Segundo o Tribunal de Contas do Estado (TCE), nos casos
em que o deslocamento de forma permanente torna-se essencial ao serviço, o
órgão público deve realocar o funcionário na cidade-destino, contratar outro
servidor para suprir a deficiência no local ou cogitar o pagamento de ajuda de
custo, em vez de diárias.
Conforme o TCE, a diária tem caráter indenizatório e visa
custear estadia e alimentação quando o servidor desloca-se por necessidade de
trabalho. Quando adotada de forma contínua e ininterrupta, a prática se
transforma em complementação de renda do servidor, transformando o que era
indenizatório em remuneratório.
Outra possível irregularidade seria a realização de
diárias por parte da servidora sob a rubrica "reforço de vigilância",
uma vez que Mônica é técnica superior penitenciária. A Lei 13.259, que dispõe
sobre o quadro especial de servidores, diz que as atividades de vigilância são
atribuição dos agentes penitenciários – e não dos técnicos.

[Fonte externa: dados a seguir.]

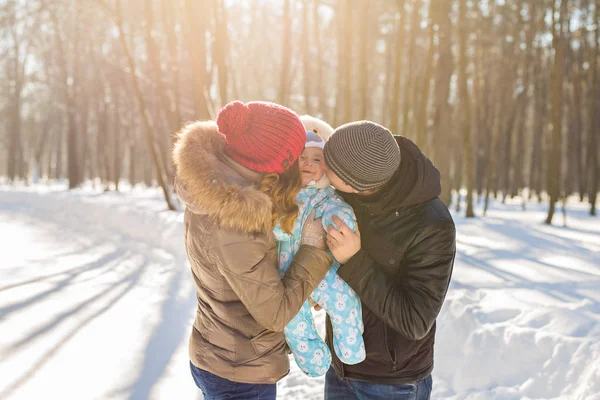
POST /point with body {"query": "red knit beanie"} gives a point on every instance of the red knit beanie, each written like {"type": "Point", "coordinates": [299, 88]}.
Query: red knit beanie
{"type": "Point", "coordinates": [264, 137]}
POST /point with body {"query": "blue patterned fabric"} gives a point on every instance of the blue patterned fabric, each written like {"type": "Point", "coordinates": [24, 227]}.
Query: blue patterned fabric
{"type": "Point", "coordinates": [333, 294]}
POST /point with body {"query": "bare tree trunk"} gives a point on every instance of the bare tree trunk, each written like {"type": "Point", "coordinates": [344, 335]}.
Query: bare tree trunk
{"type": "Point", "coordinates": [364, 55]}
{"type": "Point", "coordinates": [421, 130]}
{"type": "Point", "coordinates": [395, 107]}
{"type": "Point", "coordinates": [321, 90]}
{"type": "Point", "coordinates": [220, 48]}
{"type": "Point", "coordinates": [442, 126]}
{"type": "Point", "coordinates": [286, 51]}
{"type": "Point", "coordinates": [143, 111]}
{"type": "Point", "coordinates": [592, 152]}
{"type": "Point", "coordinates": [197, 21]}
{"type": "Point", "coordinates": [306, 58]}
{"type": "Point", "coordinates": [166, 100]}
{"type": "Point", "coordinates": [347, 63]}
{"type": "Point", "coordinates": [412, 43]}
{"type": "Point", "coordinates": [465, 104]}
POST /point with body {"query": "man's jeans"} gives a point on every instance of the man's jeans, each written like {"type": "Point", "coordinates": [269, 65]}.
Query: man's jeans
{"type": "Point", "coordinates": [216, 388]}
{"type": "Point", "coordinates": [344, 389]}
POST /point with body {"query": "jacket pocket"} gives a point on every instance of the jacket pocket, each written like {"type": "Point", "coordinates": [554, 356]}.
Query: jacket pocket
{"type": "Point", "coordinates": [265, 341]}
{"type": "Point", "coordinates": [389, 345]}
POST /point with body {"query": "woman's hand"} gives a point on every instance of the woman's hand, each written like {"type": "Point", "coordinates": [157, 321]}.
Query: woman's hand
{"type": "Point", "coordinates": [313, 233]}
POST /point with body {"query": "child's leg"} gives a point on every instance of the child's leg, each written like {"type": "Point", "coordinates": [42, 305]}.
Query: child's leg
{"type": "Point", "coordinates": [310, 351]}
{"type": "Point", "coordinates": [345, 311]}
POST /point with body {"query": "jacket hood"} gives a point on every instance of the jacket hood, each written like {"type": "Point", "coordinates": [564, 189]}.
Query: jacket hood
{"type": "Point", "coordinates": [212, 185]}
{"type": "Point", "coordinates": [415, 181]}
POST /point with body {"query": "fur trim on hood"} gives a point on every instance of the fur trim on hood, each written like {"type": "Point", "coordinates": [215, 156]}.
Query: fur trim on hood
{"type": "Point", "coordinates": [209, 186]}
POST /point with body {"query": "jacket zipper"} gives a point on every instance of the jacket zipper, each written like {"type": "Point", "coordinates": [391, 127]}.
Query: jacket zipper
{"type": "Point", "coordinates": [389, 346]}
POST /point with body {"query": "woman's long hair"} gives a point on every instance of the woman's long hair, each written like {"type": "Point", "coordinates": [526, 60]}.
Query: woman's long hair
{"type": "Point", "coordinates": [282, 189]}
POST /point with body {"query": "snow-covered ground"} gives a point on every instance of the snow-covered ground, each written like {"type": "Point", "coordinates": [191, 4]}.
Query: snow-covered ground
{"type": "Point", "coordinates": [96, 302]}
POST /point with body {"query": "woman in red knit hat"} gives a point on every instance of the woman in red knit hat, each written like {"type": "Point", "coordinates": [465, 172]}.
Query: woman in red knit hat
{"type": "Point", "coordinates": [239, 177]}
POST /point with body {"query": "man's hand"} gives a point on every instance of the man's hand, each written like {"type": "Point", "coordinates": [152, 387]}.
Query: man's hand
{"type": "Point", "coordinates": [343, 243]}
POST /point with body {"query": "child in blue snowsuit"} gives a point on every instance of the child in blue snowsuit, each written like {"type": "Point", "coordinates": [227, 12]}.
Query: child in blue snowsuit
{"type": "Point", "coordinates": [333, 294]}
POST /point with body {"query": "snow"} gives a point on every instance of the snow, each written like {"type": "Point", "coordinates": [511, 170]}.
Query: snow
{"type": "Point", "coordinates": [96, 302]}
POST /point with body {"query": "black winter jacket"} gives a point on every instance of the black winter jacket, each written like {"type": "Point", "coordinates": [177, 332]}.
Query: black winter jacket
{"type": "Point", "coordinates": [401, 273]}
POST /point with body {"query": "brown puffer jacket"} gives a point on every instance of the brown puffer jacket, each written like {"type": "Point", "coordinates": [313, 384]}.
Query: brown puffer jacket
{"type": "Point", "coordinates": [243, 304]}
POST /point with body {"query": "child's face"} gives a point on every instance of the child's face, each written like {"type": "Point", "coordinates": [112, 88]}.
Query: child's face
{"type": "Point", "coordinates": [312, 165]}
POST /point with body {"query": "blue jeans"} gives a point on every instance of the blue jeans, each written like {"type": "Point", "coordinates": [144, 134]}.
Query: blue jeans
{"type": "Point", "coordinates": [216, 388]}
{"type": "Point", "coordinates": [345, 389]}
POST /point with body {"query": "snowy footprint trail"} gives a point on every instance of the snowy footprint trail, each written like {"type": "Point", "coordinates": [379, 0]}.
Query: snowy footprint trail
{"type": "Point", "coordinates": [96, 302]}
{"type": "Point", "coordinates": [522, 317]}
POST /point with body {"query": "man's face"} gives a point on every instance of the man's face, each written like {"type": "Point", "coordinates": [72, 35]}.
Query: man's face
{"type": "Point", "coordinates": [337, 182]}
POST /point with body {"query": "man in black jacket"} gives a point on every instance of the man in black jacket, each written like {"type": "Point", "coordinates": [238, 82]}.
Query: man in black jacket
{"type": "Point", "coordinates": [399, 261]}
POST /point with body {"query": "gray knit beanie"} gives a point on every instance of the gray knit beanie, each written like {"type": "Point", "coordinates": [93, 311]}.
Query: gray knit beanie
{"type": "Point", "coordinates": [363, 154]}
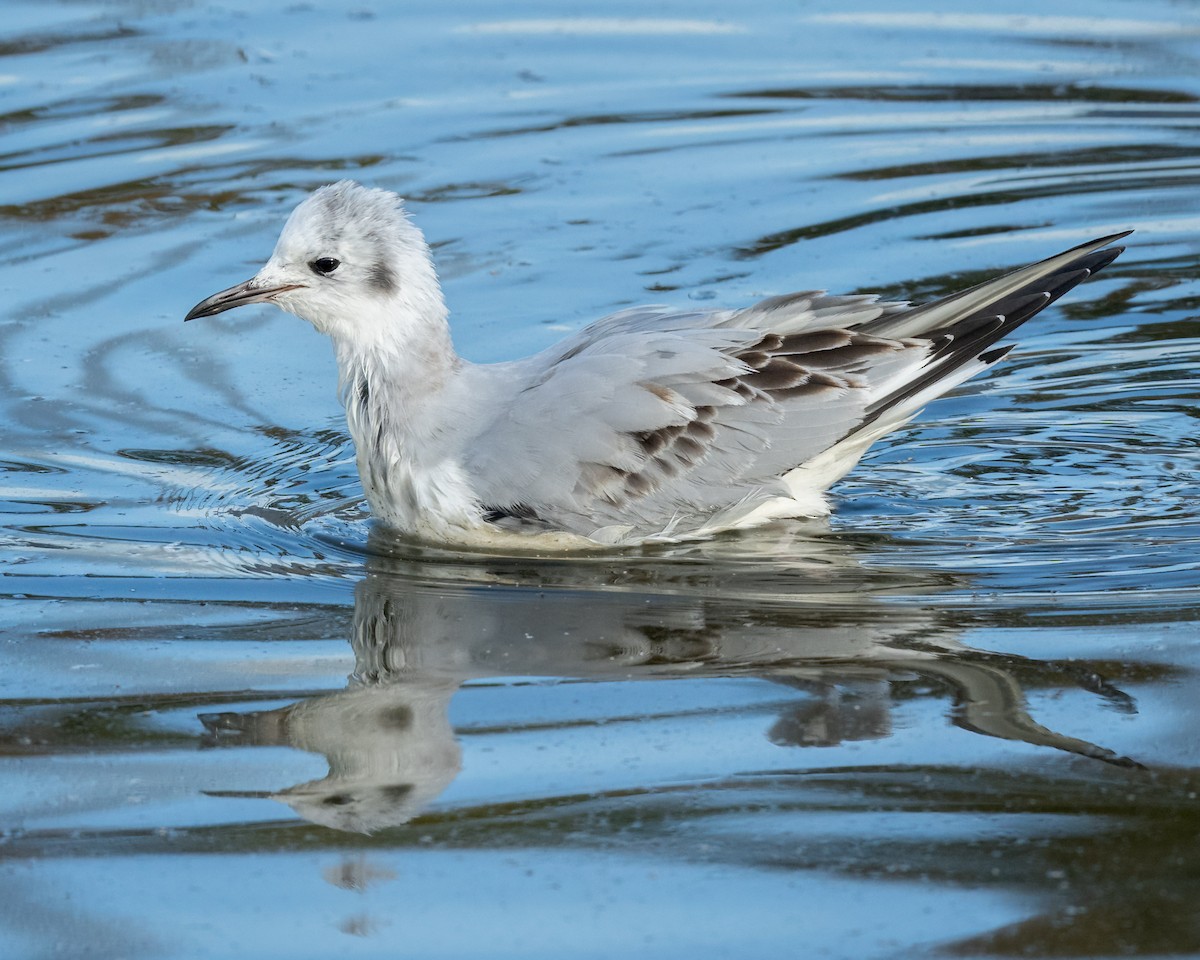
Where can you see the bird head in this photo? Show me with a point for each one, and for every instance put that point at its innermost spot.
(348, 261)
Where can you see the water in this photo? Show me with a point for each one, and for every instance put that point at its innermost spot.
(957, 719)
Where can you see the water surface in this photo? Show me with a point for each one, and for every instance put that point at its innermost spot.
(957, 719)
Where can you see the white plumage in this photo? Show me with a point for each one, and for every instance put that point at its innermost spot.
(648, 425)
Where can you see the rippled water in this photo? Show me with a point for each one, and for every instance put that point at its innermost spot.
(958, 718)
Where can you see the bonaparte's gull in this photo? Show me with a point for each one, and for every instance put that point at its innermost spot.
(653, 424)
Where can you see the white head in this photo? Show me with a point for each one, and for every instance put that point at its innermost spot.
(351, 263)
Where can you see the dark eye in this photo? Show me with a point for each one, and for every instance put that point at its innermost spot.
(324, 265)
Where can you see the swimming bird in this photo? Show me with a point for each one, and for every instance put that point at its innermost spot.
(649, 425)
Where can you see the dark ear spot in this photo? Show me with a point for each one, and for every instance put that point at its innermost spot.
(382, 277)
(396, 792)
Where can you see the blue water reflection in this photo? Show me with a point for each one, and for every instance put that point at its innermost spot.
(234, 721)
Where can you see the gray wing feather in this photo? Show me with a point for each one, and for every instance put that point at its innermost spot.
(652, 414)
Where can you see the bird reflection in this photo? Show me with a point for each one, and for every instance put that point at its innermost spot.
(823, 627)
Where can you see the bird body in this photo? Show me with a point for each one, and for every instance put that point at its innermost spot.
(649, 425)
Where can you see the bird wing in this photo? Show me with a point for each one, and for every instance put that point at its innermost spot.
(651, 418)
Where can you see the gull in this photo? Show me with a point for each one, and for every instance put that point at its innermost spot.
(649, 425)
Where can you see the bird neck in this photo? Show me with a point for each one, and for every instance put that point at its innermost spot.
(397, 390)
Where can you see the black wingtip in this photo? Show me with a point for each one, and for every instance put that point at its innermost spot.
(997, 354)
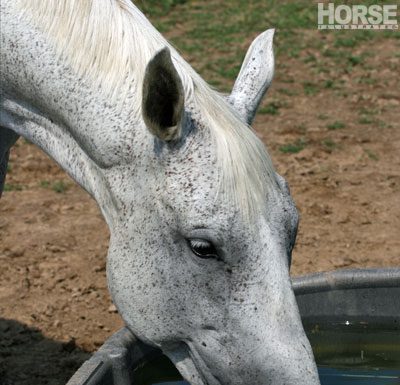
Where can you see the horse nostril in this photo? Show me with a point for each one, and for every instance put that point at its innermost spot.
(209, 327)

Diretor realizou diárias em 279 dias
O atual superintendente-adjunto e diretor do Departamento
de Segurança e Execução Penal (DSEP), Mario Luis Pelz, realizou diárias durante
mais de um ano, recebendo mais de R$ 18 mil no período. Agente penitenciário
desde 1993, Pelz foi nomeado diretor de Departamento de Segurança e Execução
Penal (DSEP) em 1º de janeiro de 2011, condição na qual permaneceu até outubro
de 2013.
Em 6 de novembro daquele ano, uma semana após deixar o
cargo, o agente iniciou um período de 309 dias úteis nos quais recebeu diárias
de viagem em 279 (90,3% do total), com exceção de algumas semanas em março e
setembro de 2014, sempre no município de Charqueadas. Em cinco dos quase 15
meses do período, encerrado em 19 de janeiro deste ano, Pelz fez diárias em
todos os dias úteis. Uma semana depois, em 27 de janeiro, reassumiu o DSEP e a
superintendência-adjunta.
R$ 52,07 mil
Foi o total recebido por Mônica
R$ 18,08 mil
Foi o total recebido por Pelz
TCE e MPC analisam casos similares
Casos semelhantes aos de Mônica e Pelz são apurados pelo
Tribunal de Contas do Estado (TCE) e pelo Ministério Público de Contas (MPC).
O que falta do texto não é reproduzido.